Debate sobre o Estado da Nação e os fogos-fátuos da Direita…

Na 4º. feira, cumpriu-se mais uma formalidade das democracias. O chamado 'debate do Estado da Nação'.
 
Diversas agendas políticas estiveram em confronto. A Direita que perdeu o pé nas questões económicas e orçamentais resolve, agora, centrar as suas atenções no ‘reforço do Estado’ quando andou 4 anos e meio a pugnar pelo seu enfraquecimento sob o lema ‘Menos Estado, Melhor Estado’.

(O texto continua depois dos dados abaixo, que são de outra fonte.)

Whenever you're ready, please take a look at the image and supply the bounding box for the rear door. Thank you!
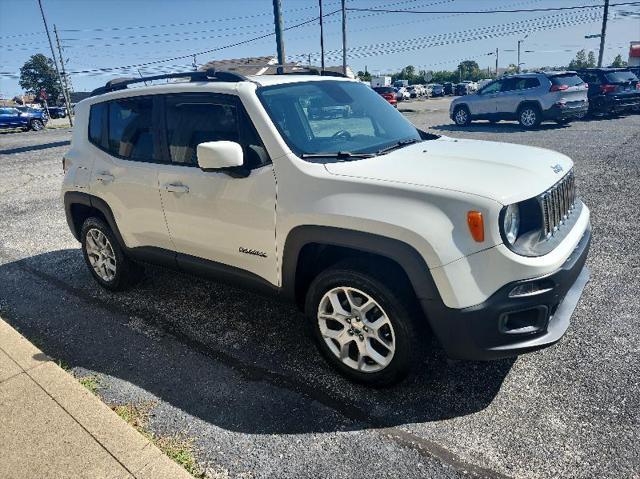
[88,96,172,250]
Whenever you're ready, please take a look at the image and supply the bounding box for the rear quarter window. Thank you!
[88,103,107,149]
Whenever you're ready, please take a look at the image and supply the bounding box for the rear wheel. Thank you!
[518,105,541,129]
[453,105,471,126]
[305,263,420,386]
[81,217,142,291]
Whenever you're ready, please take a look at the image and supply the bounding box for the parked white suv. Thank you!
[62,70,591,385]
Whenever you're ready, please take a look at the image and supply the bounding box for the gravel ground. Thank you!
[0,101,638,479]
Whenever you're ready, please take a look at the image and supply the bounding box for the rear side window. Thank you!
[523,78,540,89]
[165,96,239,166]
[107,97,155,161]
[89,103,107,148]
[605,71,638,83]
[550,75,584,87]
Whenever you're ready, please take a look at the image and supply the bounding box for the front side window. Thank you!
[257,80,423,158]
[165,96,239,166]
[479,81,501,94]
[107,97,155,161]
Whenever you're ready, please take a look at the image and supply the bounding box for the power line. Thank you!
[62,10,341,75]
[345,1,640,15]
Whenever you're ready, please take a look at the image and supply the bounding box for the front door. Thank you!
[156,93,277,285]
[471,80,502,116]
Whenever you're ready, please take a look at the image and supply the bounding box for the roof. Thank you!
[246,74,354,87]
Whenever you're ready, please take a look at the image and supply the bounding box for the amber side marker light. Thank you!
[467,211,484,242]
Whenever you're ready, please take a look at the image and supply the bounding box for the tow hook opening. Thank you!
[499,306,549,335]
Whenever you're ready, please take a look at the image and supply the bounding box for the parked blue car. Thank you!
[0,106,48,131]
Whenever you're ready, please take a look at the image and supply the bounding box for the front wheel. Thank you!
[29,119,44,131]
[453,105,471,126]
[518,106,541,129]
[305,264,419,386]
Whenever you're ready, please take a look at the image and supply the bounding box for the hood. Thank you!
[323,136,573,205]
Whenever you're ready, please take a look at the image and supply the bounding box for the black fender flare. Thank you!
[517,100,543,115]
[280,225,442,303]
[63,191,127,248]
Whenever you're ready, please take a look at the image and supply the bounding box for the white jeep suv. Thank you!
[62,70,591,385]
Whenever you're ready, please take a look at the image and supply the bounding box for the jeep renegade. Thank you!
[62,70,591,385]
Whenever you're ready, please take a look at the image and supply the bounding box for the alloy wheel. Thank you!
[85,228,117,282]
[520,109,537,127]
[317,286,396,373]
[455,108,468,125]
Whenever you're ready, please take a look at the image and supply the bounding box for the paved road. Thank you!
[0,104,638,478]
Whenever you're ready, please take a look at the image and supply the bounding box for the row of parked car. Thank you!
[0,104,70,132]
[449,67,640,129]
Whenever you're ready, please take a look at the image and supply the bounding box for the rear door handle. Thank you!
[165,183,189,194]
[96,173,114,183]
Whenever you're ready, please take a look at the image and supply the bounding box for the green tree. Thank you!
[587,51,597,67]
[610,54,627,68]
[457,60,481,81]
[357,70,372,82]
[568,49,598,70]
[19,54,62,104]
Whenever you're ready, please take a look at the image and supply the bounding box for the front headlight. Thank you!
[502,204,520,245]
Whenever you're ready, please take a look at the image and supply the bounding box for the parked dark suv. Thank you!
[576,68,640,115]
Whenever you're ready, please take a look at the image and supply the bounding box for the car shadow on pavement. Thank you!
[0,140,71,155]
[0,249,514,435]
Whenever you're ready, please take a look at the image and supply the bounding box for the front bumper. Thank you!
[421,225,591,360]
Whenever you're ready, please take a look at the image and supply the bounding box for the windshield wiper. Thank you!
[300,151,377,160]
[377,138,421,155]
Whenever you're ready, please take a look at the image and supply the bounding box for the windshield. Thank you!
[257,80,423,158]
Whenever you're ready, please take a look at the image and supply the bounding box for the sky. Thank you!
[1,0,639,97]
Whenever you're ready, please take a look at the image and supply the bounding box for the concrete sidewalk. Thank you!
[0,318,191,479]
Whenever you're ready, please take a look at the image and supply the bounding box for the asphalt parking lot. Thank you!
[1,100,639,479]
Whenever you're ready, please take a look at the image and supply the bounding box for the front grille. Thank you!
[539,170,576,239]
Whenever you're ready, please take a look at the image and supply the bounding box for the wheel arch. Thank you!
[517,100,543,114]
[281,226,442,309]
[64,191,127,248]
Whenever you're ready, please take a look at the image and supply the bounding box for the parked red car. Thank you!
[372,86,398,107]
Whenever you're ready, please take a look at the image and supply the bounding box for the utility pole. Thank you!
[37,0,73,127]
[272,0,286,74]
[341,0,347,75]
[53,24,73,127]
[597,0,609,67]
[517,41,522,73]
[495,48,499,77]
[319,0,325,71]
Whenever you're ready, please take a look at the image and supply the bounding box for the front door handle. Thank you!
[96,173,114,183]
[165,183,189,194]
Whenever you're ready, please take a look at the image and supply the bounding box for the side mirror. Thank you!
[197,141,244,172]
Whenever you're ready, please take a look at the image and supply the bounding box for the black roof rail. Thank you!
[89,69,248,97]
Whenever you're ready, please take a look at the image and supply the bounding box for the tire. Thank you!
[80,217,142,291]
[453,105,471,126]
[305,261,420,386]
[29,119,44,131]
[518,105,541,129]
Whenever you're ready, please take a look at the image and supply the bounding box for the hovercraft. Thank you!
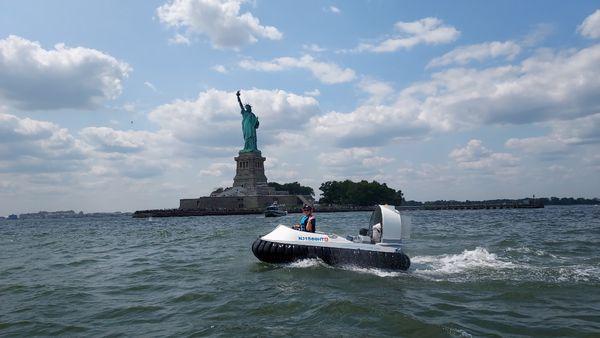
[252,205,410,270]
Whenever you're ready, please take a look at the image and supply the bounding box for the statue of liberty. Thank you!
[236,90,260,153]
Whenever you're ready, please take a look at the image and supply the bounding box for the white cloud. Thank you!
[449,139,518,170]
[239,55,356,84]
[122,103,136,112]
[271,131,304,147]
[148,88,320,147]
[6,88,319,188]
[417,45,600,129]
[268,168,300,181]
[302,43,327,52]
[585,154,600,171]
[550,113,600,145]
[318,147,375,167]
[157,0,282,49]
[0,35,130,110]
[0,179,17,194]
[356,17,459,53]
[212,64,228,73]
[522,23,554,46]
[0,113,86,173]
[427,40,521,68]
[578,9,600,39]
[80,127,155,153]
[312,105,430,148]
[310,80,430,147]
[358,78,394,104]
[199,162,232,176]
[304,89,320,97]
[505,136,568,157]
[327,6,340,14]
[317,147,393,177]
[313,43,600,148]
[506,113,600,157]
[78,126,181,179]
[397,163,454,184]
[117,159,170,179]
[449,139,491,163]
[144,81,157,92]
[362,156,393,167]
[0,113,177,192]
[169,33,191,45]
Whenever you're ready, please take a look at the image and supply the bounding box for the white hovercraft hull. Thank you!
[251,225,410,270]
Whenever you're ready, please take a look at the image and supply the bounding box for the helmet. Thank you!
[302,204,313,211]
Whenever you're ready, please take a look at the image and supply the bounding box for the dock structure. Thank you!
[133,200,544,218]
[133,205,376,218]
[421,203,543,210]
[133,208,263,218]
[398,199,544,211]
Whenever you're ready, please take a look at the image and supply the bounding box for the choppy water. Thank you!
[1,206,599,337]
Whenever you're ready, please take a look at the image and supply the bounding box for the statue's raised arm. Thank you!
[236,90,244,111]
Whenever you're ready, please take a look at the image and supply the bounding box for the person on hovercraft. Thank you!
[293,205,316,232]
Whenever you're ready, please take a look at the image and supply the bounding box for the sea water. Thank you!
[1,206,599,336]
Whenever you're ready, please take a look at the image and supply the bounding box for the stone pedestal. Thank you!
[233,151,269,193]
[179,150,314,212]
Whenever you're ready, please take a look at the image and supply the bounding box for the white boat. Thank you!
[264,202,288,217]
[252,205,410,270]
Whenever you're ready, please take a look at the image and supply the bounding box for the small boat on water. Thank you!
[252,205,410,270]
[264,202,287,217]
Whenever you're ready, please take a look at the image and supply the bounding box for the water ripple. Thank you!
[1,206,599,336]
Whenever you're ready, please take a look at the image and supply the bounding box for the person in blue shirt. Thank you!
[293,204,316,232]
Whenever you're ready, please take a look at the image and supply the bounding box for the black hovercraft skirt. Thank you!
[252,238,410,271]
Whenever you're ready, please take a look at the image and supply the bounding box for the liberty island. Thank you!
[134,91,312,218]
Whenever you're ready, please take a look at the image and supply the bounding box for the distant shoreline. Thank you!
[2,197,598,219]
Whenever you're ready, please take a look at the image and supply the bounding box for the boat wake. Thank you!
[340,266,404,278]
[281,247,600,283]
[284,258,403,277]
[286,258,324,269]
[283,258,406,277]
[411,247,600,283]
[505,246,559,259]
[282,247,513,279]
[412,247,515,276]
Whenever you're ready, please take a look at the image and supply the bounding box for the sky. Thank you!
[1,0,599,215]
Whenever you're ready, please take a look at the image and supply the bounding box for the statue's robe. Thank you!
[241,109,259,152]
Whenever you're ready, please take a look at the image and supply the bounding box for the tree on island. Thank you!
[268,182,314,196]
[319,180,404,206]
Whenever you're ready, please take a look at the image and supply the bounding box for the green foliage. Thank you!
[319,180,404,206]
[268,182,314,196]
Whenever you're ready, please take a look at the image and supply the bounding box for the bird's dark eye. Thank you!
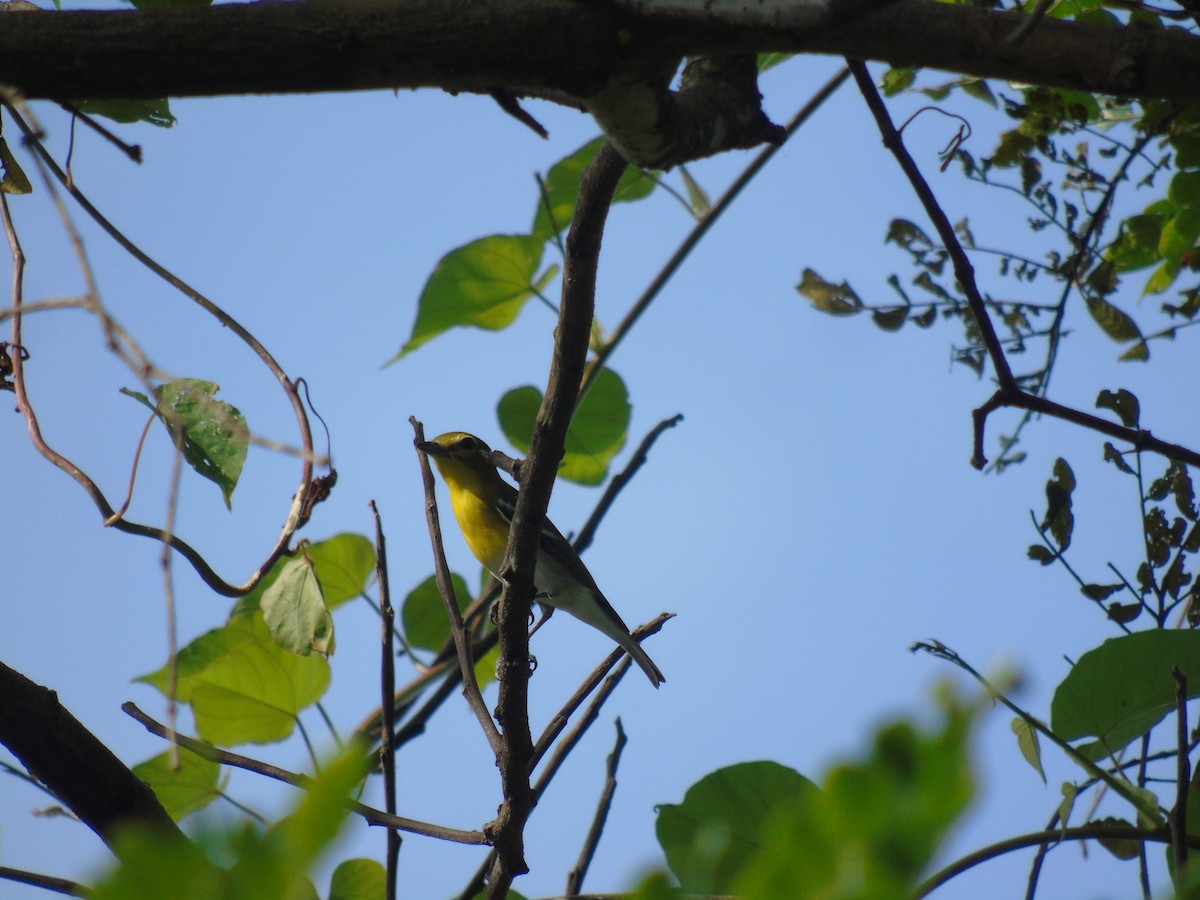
[458,437,477,451]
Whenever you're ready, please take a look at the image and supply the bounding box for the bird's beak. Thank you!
[416,440,443,456]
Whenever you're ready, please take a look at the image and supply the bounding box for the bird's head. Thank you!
[417,431,500,482]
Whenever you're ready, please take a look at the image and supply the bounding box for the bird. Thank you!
[417,430,665,687]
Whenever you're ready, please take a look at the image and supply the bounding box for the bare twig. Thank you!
[410,417,502,754]
[581,68,850,399]
[1172,667,1190,878]
[3,97,317,596]
[371,501,402,900]
[566,719,628,896]
[917,825,1200,897]
[0,865,85,897]
[57,100,143,163]
[121,702,488,845]
[574,414,683,554]
[533,613,673,766]
[847,62,1200,473]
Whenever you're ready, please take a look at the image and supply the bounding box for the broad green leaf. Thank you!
[90,828,225,900]
[139,613,330,745]
[402,572,472,651]
[121,378,248,510]
[657,761,821,893]
[92,751,365,900]
[531,137,656,242]
[1050,630,1200,757]
[724,692,975,898]
[1096,388,1140,428]
[394,234,545,359]
[1107,212,1166,271]
[0,137,32,194]
[797,268,862,316]
[1011,718,1046,783]
[73,98,175,128]
[304,533,375,609]
[261,556,335,657]
[497,367,630,485]
[131,750,221,821]
[234,533,374,617]
[329,859,387,900]
[270,746,370,863]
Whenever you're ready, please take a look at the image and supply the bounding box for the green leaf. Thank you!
[73,98,175,128]
[121,378,248,510]
[1107,213,1166,272]
[730,692,976,898]
[882,68,916,96]
[1103,442,1135,473]
[1027,544,1056,565]
[678,165,711,216]
[260,556,335,657]
[1096,388,1140,428]
[657,761,821,893]
[0,137,32,194]
[497,367,630,485]
[871,306,909,331]
[757,52,793,73]
[394,234,546,359]
[401,572,472,651]
[797,268,862,316]
[329,859,387,900]
[138,613,330,745]
[1011,718,1046,783]
[131,750,221,821]
[234,533,374,617]
[1051,630,1200,757]
[1084,295,1142,344]
[1040,458,1075,551]
[532,137,656,242]
[1080,583,1122,601]
[304,533,376,610]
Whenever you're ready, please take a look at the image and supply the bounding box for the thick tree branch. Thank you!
[0,661,183,851]
[0,0,1196,107]
[486,141,628,896]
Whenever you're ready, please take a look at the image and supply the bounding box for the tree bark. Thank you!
[0,660,182,851]
[0,0,1195,105]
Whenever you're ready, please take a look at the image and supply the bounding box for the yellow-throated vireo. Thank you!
[418,431,665,688]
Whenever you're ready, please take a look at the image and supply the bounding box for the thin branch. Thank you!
[3,97,316,597]
[848,59,1016,391]
[916,824,1200,897]
[121,702,488,845]
[486,140,628,896]
[0,866,85,897]
[573,414,683,554]
[1172,667,1190,878]
[845,67,1200,472]
[409,417,503,754]
[566,719,628,896]
[371,501,402,900]
[582,67,850,398]
[532,614,673,767]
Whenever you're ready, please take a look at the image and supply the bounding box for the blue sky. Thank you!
[3,44,1198,900]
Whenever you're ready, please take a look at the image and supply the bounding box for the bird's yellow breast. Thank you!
[437,460,511,574]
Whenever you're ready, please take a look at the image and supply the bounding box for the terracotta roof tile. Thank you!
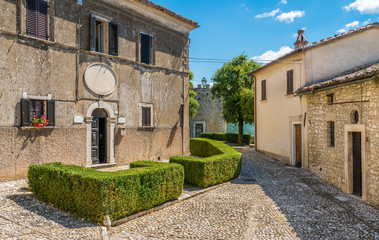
[251,22,379,74]
[296,61,379,94]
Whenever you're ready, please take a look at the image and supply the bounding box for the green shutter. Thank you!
[21,99,31,126]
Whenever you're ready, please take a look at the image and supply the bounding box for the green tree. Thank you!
[210,54,260,145]
[189,70,199,118]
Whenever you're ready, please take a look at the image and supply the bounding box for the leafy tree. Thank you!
[189,70,199,118]
[210,54,260,145]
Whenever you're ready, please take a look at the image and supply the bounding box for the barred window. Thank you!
[328,121,335,147]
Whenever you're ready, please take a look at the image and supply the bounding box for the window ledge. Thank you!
[20,126,56,130]
[284,93,294,96]
[138,126,155,129]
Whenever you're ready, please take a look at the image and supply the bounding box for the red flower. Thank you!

Paralelamente com esta insanável incongruência decide assestar baterias sobre putativas demissões e inadequações aos cargos, varrendo do seu cardápio reivindicativo, casos como a ‘irreversível’ demissão de Portas, a prolongada e confrangedora agonia de Miguel Relvas, o esfíngico partir da louça de Victor Gaspar, a olímpica incompetência de Rui Machete, o arrastado 'erro de casting' que foi Anabela Rodrigues, etc.
 
Vamos refletir sobre o 'filme das demissões' deixando a marinar - aguardando colheita de melhores informações e o decurso das investigações - outros temas recentes que inquinaram (monopolizaram) o debate, como a tragédia de Pedrogão Grande e o roubo de Tancos.
 
Em Agosto de 2016 – após o fim do campeonato europeu - a Direita, mais denodadamente o CDS, agastou-se na petição da demissão dos Secretários de Estado (Rocha Andrade, João Vasconcelos e Jorge Costa Oliveira) envolvidos no chamado caso ‘Galpgatelink  .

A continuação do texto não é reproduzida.